Prompt Version authorship in the Prompt Version slideover

We’ve also introduced a popover showing more Prompt Version details that shows when you mouseover a Prompt Version’s ID.

Prompt Version popover in the Logs slideover

Keep an eye out as we’ll be introducing this in more places across the app.


Filterable and sortable evaluations overview

February 9th, 2024

We’ve made improvements to the evaluations runs overview page to make it easier for your team to find interesting or important runs.

The charts have been updated to show a single datapoint per run. Each chart represents a single evaluator, and shows the performance of the prompt tested in that run, so you can see at a glance how the performance your prompt versions have evolved through time, and visually spot the outliers. Datapoints are color-coded by the dataset used for the run.

The table is now paginated and does not load your entire project’s list of evaluation runs in a single page load.
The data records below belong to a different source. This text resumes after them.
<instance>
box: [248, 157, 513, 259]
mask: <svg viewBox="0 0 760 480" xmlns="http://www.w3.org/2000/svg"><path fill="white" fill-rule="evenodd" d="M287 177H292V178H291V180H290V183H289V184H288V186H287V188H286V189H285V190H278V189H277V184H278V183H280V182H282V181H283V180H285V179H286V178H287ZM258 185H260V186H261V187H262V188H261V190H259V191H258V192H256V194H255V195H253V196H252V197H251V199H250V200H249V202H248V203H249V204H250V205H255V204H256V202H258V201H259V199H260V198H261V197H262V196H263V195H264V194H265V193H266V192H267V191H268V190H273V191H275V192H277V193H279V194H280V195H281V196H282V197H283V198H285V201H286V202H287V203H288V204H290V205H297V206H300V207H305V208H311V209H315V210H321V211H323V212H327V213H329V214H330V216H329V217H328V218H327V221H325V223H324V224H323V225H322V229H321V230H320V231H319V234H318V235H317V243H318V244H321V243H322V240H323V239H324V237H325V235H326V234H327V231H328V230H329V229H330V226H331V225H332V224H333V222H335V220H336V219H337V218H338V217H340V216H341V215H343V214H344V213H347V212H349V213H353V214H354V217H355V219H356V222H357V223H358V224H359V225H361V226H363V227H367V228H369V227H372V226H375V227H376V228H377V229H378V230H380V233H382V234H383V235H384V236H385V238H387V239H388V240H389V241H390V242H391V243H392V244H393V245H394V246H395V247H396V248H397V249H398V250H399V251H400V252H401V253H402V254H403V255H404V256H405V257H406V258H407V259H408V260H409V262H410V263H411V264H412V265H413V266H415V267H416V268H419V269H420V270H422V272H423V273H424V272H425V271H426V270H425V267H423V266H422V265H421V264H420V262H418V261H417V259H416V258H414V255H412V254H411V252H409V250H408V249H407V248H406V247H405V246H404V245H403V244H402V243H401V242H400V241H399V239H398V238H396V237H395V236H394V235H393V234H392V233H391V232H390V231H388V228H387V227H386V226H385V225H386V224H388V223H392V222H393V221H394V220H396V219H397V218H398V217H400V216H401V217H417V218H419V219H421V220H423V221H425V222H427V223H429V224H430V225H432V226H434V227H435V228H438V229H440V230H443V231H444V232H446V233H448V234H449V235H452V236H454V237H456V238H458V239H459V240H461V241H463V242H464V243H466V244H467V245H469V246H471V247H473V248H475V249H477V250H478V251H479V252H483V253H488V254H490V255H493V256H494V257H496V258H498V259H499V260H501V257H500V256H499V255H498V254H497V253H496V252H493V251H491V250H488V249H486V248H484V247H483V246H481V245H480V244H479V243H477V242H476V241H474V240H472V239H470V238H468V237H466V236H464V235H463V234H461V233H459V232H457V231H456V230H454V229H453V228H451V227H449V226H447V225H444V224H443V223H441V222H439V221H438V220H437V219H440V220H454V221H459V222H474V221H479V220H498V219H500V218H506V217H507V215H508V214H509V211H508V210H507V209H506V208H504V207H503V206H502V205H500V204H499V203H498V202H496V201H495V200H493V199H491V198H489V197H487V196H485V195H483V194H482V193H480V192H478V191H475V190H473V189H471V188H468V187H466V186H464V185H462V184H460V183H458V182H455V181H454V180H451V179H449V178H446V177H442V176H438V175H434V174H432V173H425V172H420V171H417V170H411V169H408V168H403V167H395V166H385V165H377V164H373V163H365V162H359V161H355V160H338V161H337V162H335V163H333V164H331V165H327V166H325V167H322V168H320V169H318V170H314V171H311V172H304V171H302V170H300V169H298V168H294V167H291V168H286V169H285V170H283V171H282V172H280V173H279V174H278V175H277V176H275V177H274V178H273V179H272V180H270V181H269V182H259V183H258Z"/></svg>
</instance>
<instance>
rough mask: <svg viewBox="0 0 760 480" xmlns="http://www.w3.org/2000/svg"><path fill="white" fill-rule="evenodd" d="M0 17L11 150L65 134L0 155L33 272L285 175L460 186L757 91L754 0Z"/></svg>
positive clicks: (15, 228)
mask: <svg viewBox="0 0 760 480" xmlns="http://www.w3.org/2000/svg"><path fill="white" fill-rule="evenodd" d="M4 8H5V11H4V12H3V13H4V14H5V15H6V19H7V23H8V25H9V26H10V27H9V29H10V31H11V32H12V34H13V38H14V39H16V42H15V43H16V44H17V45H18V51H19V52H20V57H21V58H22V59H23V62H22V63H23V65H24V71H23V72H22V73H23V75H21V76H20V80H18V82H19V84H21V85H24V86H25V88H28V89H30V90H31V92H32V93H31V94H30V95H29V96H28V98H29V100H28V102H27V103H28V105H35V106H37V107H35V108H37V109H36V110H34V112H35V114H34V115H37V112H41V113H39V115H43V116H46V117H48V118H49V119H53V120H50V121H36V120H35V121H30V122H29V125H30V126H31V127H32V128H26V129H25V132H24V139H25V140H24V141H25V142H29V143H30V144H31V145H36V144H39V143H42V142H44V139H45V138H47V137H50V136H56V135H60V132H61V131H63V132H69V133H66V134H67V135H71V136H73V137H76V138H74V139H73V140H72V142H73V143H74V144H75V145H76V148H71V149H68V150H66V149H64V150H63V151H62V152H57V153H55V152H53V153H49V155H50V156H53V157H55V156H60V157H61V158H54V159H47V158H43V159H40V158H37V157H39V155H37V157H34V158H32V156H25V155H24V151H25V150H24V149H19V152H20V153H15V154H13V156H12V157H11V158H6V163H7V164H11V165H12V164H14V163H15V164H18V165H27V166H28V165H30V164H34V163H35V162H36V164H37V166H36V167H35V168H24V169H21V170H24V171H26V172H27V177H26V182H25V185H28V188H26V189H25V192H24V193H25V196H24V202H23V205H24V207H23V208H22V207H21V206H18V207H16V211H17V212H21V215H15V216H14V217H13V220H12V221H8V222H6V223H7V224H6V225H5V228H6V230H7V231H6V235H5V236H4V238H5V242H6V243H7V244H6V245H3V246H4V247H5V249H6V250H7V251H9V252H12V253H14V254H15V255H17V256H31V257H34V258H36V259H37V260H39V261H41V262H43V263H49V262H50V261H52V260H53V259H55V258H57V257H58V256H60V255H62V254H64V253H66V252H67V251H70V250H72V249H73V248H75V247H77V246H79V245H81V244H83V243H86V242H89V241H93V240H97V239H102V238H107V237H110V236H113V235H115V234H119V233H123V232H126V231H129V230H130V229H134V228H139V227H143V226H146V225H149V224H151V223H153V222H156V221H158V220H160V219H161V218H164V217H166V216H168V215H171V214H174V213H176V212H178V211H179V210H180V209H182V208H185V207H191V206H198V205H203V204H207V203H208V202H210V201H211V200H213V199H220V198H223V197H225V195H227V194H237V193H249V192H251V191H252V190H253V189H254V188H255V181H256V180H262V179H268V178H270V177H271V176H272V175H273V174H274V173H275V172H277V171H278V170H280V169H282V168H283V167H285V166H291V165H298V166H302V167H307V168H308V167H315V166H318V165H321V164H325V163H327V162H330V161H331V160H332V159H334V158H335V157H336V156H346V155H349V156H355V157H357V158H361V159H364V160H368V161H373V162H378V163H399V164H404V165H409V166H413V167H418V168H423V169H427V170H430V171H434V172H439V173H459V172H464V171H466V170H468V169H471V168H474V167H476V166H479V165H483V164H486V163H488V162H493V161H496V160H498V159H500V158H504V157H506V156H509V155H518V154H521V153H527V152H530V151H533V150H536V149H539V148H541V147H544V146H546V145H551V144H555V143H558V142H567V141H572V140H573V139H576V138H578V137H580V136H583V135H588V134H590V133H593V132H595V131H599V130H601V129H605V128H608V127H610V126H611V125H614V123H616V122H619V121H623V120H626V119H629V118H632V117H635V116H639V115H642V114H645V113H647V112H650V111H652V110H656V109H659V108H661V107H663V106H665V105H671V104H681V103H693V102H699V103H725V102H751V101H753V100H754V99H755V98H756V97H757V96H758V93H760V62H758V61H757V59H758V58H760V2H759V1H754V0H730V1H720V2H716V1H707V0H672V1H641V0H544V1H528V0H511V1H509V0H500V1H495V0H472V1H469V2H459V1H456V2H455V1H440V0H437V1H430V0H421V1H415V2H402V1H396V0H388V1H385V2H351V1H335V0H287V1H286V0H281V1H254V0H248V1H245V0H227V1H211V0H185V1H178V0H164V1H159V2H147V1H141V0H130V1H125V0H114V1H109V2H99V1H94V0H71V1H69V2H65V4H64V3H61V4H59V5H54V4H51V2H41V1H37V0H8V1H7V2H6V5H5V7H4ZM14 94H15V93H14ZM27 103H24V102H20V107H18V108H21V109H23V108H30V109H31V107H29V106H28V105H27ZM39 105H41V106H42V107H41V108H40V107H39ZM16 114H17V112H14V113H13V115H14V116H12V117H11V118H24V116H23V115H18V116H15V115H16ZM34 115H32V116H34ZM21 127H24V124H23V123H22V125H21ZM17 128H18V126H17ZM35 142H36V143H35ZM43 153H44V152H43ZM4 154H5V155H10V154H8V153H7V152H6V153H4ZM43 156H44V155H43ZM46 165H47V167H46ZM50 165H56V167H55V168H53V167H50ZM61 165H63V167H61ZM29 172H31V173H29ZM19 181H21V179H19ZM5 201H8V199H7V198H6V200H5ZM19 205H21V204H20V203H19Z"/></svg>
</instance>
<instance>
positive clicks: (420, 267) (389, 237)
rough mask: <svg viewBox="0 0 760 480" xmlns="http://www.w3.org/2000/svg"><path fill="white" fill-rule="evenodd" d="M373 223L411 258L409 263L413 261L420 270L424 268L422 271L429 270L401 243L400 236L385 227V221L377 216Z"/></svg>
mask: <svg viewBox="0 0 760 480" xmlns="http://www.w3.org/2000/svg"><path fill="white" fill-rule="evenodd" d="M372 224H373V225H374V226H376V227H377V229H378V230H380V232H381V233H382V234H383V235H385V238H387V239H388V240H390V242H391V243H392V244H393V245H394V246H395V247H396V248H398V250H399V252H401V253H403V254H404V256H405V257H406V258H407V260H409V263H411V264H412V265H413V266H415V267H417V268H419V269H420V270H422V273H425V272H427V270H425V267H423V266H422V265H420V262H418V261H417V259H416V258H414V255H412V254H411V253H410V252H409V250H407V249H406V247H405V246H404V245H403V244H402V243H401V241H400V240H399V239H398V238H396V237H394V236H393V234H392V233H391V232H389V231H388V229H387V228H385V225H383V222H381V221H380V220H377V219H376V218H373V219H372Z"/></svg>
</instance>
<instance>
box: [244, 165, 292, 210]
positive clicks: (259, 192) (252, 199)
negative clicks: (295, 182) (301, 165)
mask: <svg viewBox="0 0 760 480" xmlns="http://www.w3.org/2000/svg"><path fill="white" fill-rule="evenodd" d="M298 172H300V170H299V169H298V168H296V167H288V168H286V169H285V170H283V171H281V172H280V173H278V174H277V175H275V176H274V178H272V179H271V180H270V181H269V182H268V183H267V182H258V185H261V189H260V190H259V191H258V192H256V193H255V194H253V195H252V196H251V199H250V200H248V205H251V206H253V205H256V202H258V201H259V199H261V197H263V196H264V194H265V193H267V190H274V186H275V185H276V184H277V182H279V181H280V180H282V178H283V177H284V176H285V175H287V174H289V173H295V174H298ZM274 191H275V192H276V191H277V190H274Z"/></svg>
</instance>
The page should therefore load faster for teams with a large number of runs.

The columns in the table are now filterable and sortable, allowing you to - for example - filter just for the completed runs which test two specific prompt versions on a specific datasets, sorted by their performance under a particular evaluator.

Here, we've filtered the table on completed runs that tested three specific prompt versions of interest, and sorted to show those with the worst performance on the Valid JSON evaluator.
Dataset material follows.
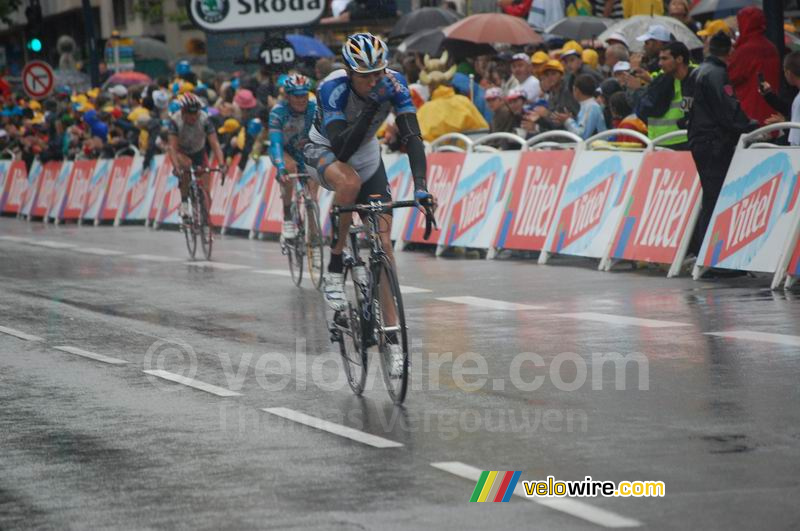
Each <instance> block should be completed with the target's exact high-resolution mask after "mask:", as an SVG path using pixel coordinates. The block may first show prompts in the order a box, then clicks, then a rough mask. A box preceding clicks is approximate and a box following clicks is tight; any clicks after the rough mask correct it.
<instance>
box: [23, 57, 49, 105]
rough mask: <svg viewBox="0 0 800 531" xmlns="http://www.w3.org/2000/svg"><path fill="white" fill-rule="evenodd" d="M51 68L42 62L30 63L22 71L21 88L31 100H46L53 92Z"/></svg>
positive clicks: (26, 65)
Projects rename and file creation flow

February 8th, 2024

We’ve renamed Projects to Prompts and Tools as part of our move towards managing Prompts, Tools, Evaluators and Datasets as special-cased and strictly versioned files in your Humanloop directories.

This is a purely cosmetic change for now. Your Projects (now Prompts and Tools) will continue to behave exactly the same. This is the first step in a whole host of app layout, navigation and API improvements we have planned in the coming weeks.

If you are curious, please reach out to learn more.

New creation flow

We’ve also updated our file creation flow UI. When you go to create projects you’ll notice they are called Prompts now.


Control logging level

February 2nd, 2024

We’ve added a save flag to all of our endpoints that generate logs on Humanloop so that you can control whether the request and response payloads that may contain sensitive information are persisted on our servers or not.

If save is set to false then no inputs, messages our outputs of any kind (including the raw provider request and responses) are stored on our servers. This can be helpful for sensitive use cases where you can’t for example risk PII leaving your system.

Details of the model configuration and any metadata you send are still stored. Therefore you can still benefit from certain types of evaluators such as human feedback, latency and cost, as well as still track important metadata over time that may not contain sensitive information.

This includes all our chat and completion endpoint variations, as well as our explicit log endpoint.

1from humanloop import Humanloop
2
3# You need to initialize the Humanloop SDK with your API Keys
4humanloop = Humanloop(api_key="<YOUR Humanloop API KEY>")
5
6# humanloop.complete_deployed(...) will call the active model config on your project.
7# You can optionally set the save flag to False
8complete_response = humanloop.complete_deployed(
9 save=False,
10 project="<YOUR UNIQUE PROJECT NAME>",
11 inputs={"question": "I have inquiry about by life insurance policy. Can you help?"},
12)
13
14# You can still retrieve the data_id and output as normal
15data_id = complete_response.data[0].id
16output = complete_response.data[0].output
17
18# And log end user feedback that will still be stored
19humanloop.feedback(data_id=data_id, type="rating", value="good")

Logging provider request

February 2nd, 2024

We’re now capturing the raw provider request body alongside the existing provider response for all logs generated from our deployed endpoints.

This provides more transparency into how we map our provider agnostic requests to specific providers. It can also effective for helping to troubleshoot the cases where we return well handled provider errors from our API.